Dopo il clima, l’attenzione dei leader mondiali si concentra sulla biodiversità. Dopo due anni di ritardi a causa della pandemia, dal 7 al 19 dicembre a Montreal, in Canada, i governi di tutto il mondo si riuniscono in occasione della COP15 per concordare una nuova serie di obiettivi che guideranno l’azione globale fino al 2030 per arrestare e invertire la perdita di biodiversità. Sebbene sembri simile alla COP27, la recente Conferenza delle Nazioni Unite sul clima tenutasi a Sharm El-Sheikh, i due incontri si concentrano su questioni diverse, sebbene correlate. La COP27 ha affrontato le azioni previste dalla Convenzione quadro delle Nazioni Unite sui cambiamenti climatici per ridurre le emissioni di gas serra e adattarsi a questi cambiamenti. La COP15, invece, si concentra sulla tutela del mondo vivente e si affrontano i cinque principali fattori diretti della perdita di natura: il cambiamento dell’uso del mare e della terra, l’eccessivo sfruttamento degli organismi, il cambiamento climatico, l’inquinamento e le specie invasive non autoctone e le loro cause sottostanti, come il consumo e la produzione non sostenibili.
Nella COP15 i Paesi convenuti cercano di spingersi più in là tramite l’adozione di un nuovo quadro globale sulla biodiversità. Sebbene la bozza dell’accordo comprenda più di 20 obiettivi specifici, i principali target che i 193 Paesi partecipanti si impegnano a raggiungere riguardano le seguenti azioni:
- adozione di un quadro di riferimento equo e completo, accompagnato dalle risorse necessarie per la sua attuazione;- definizione di obiettivi chiari per affrontare lo sfruttamento eccessivo, l’inquinamento, la frammentazione e le pratiche agricole non sostenibili;- un piano che salvaguardi i diritti delle popolazioni indigene e riconosca il loro contributo come custodi della natura;- erogazione di finanziamenti per la biodiversità e l’allineamento dei flussi finanziari con la natura, per indirizzare le finanze verso investimenti sostenibili e lontani da quelli dannosi per l’ambiente;- raggiungere il ripristino naturale entro la metà del secolo; - impegno a conservare almeno il 30% della terra e dell’acqua del pianeta entro il 2030; è l’obbiettivo “30 by 30”;- ridurre l’uso dei pesticidi, - affrontare il problema delle specie invasive, - riformare o eliminare i sussidi dannosi per l’ambiente e aumentare i finanziamenti per la natura da fonti pubbliche e private.

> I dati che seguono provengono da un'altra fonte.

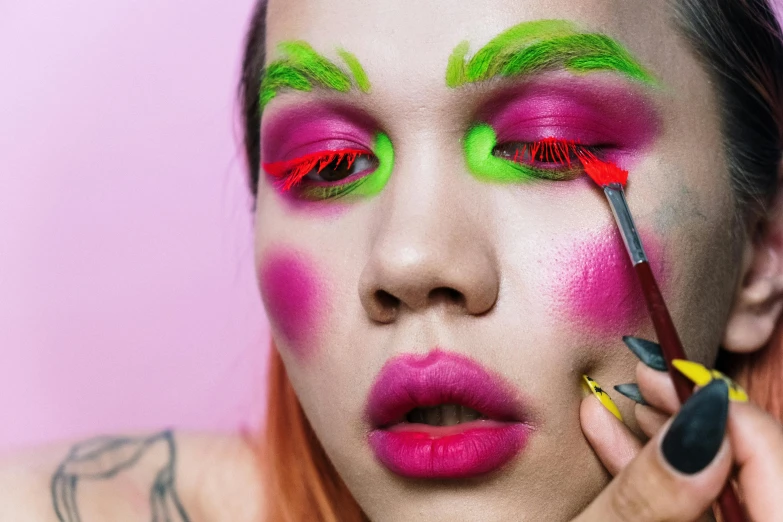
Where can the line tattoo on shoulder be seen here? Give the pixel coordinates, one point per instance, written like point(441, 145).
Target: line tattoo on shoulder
point(103, 458)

Ma gli ostacoli sono i soliti! Chi deve pagare? Ovviamente non le nazioni più povere e le comunità indigene che ospitano la maggior parte della biodiversità rimanente nel mondo (solo qualche paese, come la Gdrmania, destina fondi destinati alla biodiversità)! Come tradurre l’ambizione globale in obiettivi e piani d’azione nazionali? Come colmare il deficit di finanziamento annuale di 700 miliardi di dollari per affrontare la perdita di biodiversità (gli investimenti globali annuali per la biodiversità sono 150 miliardi di dollari!), anche con contributi più consistenti da parte delle imprese? Come richiedere ai governi di tenere conto della biodiversità nella progettazione delle politiche? Poiché è la prima volta che in un accordo globale sulla biodiversità si ceca diincludere il ruolo delle imprese come parte della soluzione, ne segue la domanda: come richiedere alle imprese di iniziare a segnalare i rischi e le dipendenze legate alla biodiversità? Poiché non sono disponibili unità di misura specifiche (ad esempio, la riduzione delle emissioni), come misurare i target e i progressi raggiunti? Come risolvere il conflitto tra riduzione degli impatti dannosi sulla natura ed interessi di governi e imprese?
L’insieme di questi aspetti rende impegnativi i negoziati: secondo un’analisi di BloombergNEF, c’è solo il 50% di possibilità che Montreal riesca a raggiungere l’equivalente sulla biodiversità dell’Accordo di Parigi, ma le possibilità di raggiungere un accordo sull’obiettivo “30 by 30” sono del 70%, mentre l’obbligo di rendicontazione e l’obiettivo generale di gestire la natura in modo sostenibile sono del 60%.